How is the growing number of ESG regulations around the world impacting global insurance programmes and the insurance needs of multinationals? What specialty products are buyers looking at as a result?
Alex Gage: There is no ‘one-size-fits-all’ approach to dealing with ESG regulation, as there is no overarching global legislation for businesses to adhere to. This could create barriers to entry for many multinational businesses looking to grow and move into new territories. Risk managers for multinational operations need to work in partnership with their brokers and insurance providers to create holistic global insurance programmes that include appropriate coverage everywhere they do business so they can consistently manage risk regardless of the country or jurisdiction where a claim occurs.
Does rising protectionism globally mean it is becoming harder to establish a global insurance programme?

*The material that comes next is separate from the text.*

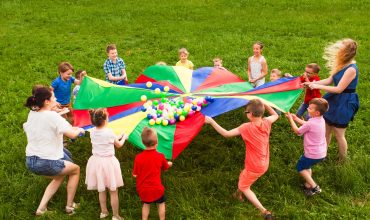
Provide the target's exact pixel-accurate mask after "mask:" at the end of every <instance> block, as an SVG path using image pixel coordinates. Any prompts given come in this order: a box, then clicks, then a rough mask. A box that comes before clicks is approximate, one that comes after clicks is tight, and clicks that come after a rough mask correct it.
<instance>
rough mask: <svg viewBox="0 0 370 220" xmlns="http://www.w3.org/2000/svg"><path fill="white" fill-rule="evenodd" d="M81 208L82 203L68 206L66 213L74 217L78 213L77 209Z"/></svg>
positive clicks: (77, 203) (74, 204) (73, 203)
mask: <svg viewBox="0 0 370 220" xmlns="http://www.w3.org/2000/svg"><path fill="white" fill-rule="evenodd" d="M79 207H80V203H75V202H73V203H72V206H66V213H67V214H68V215H73V214H75V213H76V209H78V208H79Z"/></svg>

Alex Gage: Protectionism is a fact of life across the globe as regulators continuously seek to protect consumers and businesses alike within the confines of their own borders. Beazley’s global programmes are built with precisely such restrictions in mind, and we combine multiple insurance solutions, local capabilities and licences within a single package to ensure that clients are properly insured regardless of where their risks are located and whatever the global regulatory trends are.
Are insurance regulators taking a tougher approach on compliance when it comes to global insurance programmes?

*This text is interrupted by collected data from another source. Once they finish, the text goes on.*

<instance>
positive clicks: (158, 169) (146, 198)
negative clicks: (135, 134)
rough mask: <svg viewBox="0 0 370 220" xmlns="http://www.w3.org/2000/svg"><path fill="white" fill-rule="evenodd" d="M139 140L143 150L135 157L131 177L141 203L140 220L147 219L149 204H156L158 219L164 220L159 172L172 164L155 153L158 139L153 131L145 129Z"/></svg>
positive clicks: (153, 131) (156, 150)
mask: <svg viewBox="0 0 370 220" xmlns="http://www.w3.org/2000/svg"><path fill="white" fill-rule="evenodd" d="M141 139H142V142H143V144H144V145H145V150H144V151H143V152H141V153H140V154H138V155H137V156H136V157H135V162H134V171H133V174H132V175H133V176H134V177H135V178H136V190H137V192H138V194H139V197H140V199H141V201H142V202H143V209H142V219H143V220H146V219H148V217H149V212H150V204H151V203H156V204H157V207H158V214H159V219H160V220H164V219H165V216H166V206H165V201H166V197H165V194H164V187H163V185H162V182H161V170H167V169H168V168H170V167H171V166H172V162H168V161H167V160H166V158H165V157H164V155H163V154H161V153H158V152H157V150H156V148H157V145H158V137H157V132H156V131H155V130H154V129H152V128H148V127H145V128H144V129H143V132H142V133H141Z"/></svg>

Alex Gage: There is a real focus on effective corporate governance globally, and as a result we are finding that regulatory and compliance risks associated with arranging global insurance programmes are increasing.
Risk managers for multinational businesses need to be able to think globally with the ability to act locally. Differing approaches to ESG regulation globally presents a challenge for multinational businesses to be able to do the ‘right thing’, as it is growing more complex by the day to ensure operations comply with ESG and all other regulations in all parts of the world that they operate.